Extérieurement, il[Cézanne] a vécu une vie de tranquillité et de loisir, mais il s’est constamment engagé dans une lutte passionnée pour atteindre dans sa peinture cet idéal de perfection artistique après lequel il s’est efforcé.Il s’agissait de peindre « de la nature », d’utiliser les découvertes des maîtres impressionnistes, et de retrouver le sens de l’ordre et de la nécessité qui caractérisait l’art de Poussin (p. 408-9).

Van Gogh, lui aussi, avait assimilé les leçons des impressionnistes et du pointillisme de Seurat. Van Gogh aimait peindre sous ses mains des objets et des scènes qui donnaient à ces nouveaux moyens un sens, des motifs dans lesquels il pouvait dessiner aussi bien que peindre avec son pinceau, et s’étaler sur l’épaisseur de la couleur comme un écrivain qui souligne ses mots. C’est pourquoi il fut le premier peintre à découvrir la beauté des chaumes, des haies et des champs de maïs, des branches noueux des oliviers et des formes sombres et flamboyantes du cyprès. Van Gogh était dans une telle frénésie de création qu’il ressentait l’envie non seulement d’attirer le soleil radieux mais aussi de peindre des choses humbles, reposantes et accueillantes que personne n’avait jamais pensé être dignes de l’attention des artistes.
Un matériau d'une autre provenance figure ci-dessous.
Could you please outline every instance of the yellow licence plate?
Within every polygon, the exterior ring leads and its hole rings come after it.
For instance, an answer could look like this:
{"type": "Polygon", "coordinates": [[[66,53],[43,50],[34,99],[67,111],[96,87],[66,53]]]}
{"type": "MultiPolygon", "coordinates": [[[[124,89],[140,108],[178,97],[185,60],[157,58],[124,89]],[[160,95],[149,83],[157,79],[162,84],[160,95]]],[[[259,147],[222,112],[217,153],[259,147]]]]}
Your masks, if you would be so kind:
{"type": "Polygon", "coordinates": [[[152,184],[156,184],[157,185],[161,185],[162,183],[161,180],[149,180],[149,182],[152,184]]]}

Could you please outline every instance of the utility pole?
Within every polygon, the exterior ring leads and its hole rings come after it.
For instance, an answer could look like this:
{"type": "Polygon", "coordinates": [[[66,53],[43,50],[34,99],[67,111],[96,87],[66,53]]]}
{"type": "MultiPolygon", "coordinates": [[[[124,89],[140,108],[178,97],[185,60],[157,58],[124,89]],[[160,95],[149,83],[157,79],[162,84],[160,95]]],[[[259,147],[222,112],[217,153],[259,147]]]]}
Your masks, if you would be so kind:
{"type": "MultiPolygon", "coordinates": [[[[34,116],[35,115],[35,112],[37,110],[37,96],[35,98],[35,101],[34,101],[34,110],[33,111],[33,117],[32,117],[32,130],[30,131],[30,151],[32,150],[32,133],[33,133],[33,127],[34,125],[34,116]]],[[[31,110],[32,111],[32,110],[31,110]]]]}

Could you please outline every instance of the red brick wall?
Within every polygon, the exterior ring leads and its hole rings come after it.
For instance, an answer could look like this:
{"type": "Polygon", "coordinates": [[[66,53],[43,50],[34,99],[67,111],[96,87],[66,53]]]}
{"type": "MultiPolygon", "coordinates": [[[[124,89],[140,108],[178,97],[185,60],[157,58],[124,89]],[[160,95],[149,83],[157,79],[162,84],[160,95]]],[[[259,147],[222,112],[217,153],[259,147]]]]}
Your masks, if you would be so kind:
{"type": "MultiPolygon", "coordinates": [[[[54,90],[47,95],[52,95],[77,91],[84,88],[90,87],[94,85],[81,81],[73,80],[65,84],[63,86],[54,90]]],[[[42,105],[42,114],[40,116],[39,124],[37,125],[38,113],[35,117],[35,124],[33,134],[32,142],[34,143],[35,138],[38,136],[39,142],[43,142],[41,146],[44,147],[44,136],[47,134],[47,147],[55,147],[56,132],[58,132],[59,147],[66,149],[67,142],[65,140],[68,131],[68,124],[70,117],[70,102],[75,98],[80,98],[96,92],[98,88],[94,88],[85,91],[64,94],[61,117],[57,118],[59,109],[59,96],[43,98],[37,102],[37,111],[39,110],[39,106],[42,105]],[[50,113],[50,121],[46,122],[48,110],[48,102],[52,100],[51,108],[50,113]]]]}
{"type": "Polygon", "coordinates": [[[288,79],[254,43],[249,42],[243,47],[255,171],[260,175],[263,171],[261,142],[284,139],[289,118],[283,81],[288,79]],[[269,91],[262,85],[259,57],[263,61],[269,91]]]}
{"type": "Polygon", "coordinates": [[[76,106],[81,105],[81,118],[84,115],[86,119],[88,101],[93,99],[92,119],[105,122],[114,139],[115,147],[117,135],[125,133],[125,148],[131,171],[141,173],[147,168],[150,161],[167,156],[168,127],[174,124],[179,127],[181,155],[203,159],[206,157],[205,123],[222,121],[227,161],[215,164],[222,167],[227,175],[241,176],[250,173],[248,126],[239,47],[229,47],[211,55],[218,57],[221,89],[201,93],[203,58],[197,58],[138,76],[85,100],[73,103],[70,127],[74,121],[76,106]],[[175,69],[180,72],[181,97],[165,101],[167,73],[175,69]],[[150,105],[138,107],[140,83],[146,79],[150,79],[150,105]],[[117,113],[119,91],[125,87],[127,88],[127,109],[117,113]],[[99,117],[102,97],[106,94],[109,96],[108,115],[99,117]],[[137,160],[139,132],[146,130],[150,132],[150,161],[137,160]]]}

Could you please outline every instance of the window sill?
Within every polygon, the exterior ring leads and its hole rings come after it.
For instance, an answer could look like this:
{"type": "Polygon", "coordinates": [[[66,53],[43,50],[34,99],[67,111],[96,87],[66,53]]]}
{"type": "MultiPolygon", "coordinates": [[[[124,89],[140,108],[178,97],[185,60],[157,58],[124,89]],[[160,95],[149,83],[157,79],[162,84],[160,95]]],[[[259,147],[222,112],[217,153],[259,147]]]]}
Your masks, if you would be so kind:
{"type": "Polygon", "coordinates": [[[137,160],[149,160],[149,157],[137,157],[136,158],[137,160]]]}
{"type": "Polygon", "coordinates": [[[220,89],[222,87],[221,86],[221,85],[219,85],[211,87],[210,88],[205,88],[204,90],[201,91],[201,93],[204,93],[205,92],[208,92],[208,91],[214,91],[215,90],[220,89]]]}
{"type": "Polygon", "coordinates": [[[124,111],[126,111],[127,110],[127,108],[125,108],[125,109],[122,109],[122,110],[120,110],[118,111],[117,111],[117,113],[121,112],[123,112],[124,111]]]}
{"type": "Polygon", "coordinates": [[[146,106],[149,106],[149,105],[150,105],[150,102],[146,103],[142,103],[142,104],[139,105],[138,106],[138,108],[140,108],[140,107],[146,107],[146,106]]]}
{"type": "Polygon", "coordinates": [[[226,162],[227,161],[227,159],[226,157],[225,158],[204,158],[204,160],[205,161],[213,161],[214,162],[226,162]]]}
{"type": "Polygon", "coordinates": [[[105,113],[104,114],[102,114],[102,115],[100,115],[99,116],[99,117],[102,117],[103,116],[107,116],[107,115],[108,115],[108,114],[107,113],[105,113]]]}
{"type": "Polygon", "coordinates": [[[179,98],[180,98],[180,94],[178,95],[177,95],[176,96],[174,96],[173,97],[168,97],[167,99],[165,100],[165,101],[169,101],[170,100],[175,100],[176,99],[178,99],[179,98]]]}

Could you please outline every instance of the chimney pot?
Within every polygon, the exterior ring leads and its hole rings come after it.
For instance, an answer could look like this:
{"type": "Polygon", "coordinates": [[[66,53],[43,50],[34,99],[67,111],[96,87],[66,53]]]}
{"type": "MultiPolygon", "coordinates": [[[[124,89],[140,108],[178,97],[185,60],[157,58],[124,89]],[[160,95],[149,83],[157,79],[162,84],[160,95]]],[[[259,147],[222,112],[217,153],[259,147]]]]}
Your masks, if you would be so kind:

Van Gogh. Terrasse du café le soir, 1888.

Conclusion

Je me suis arrêté à la fin du XIXe siècle parce qu’il est évident que Gombrich ne s’intéressait pas trop aux grandes tendances du XXe siècle, aux expressionnistes, aux surréalistes, aux dadaïstes ou à l' »art moderne » en général, encore moins aux « artistes abstraits » des décennies de l’après-guerre. Spengler a anticipé ce déclin à la fin du 19e siècle. Comprendre ce déclin serait un sujet majeur d’écriture. Les nombreux passages cités ci-dessus avaient pour but de montrer aux lecteurs que la supériorité européenne dans les arts n’ a pas seulement porté sur le nombre de grandes œuvres, mais aussi sur la volonté incessante des artistes européens de trouver de nouvelles manières de peindre, de représenter la vie, d’utiliser les couleurs, les ombres, la lumière, d’exprimer l’infini de la nature et les émotions humaines. Les Européens ont approfondi le sens de tout ce qui existe. C’est presque comme si Dieu les chargeait d’amener la perfection. C’est triste de savoir que nos élites actuelles sont désormais chargées de détruire cette perfection pour l’égalité et la diversité.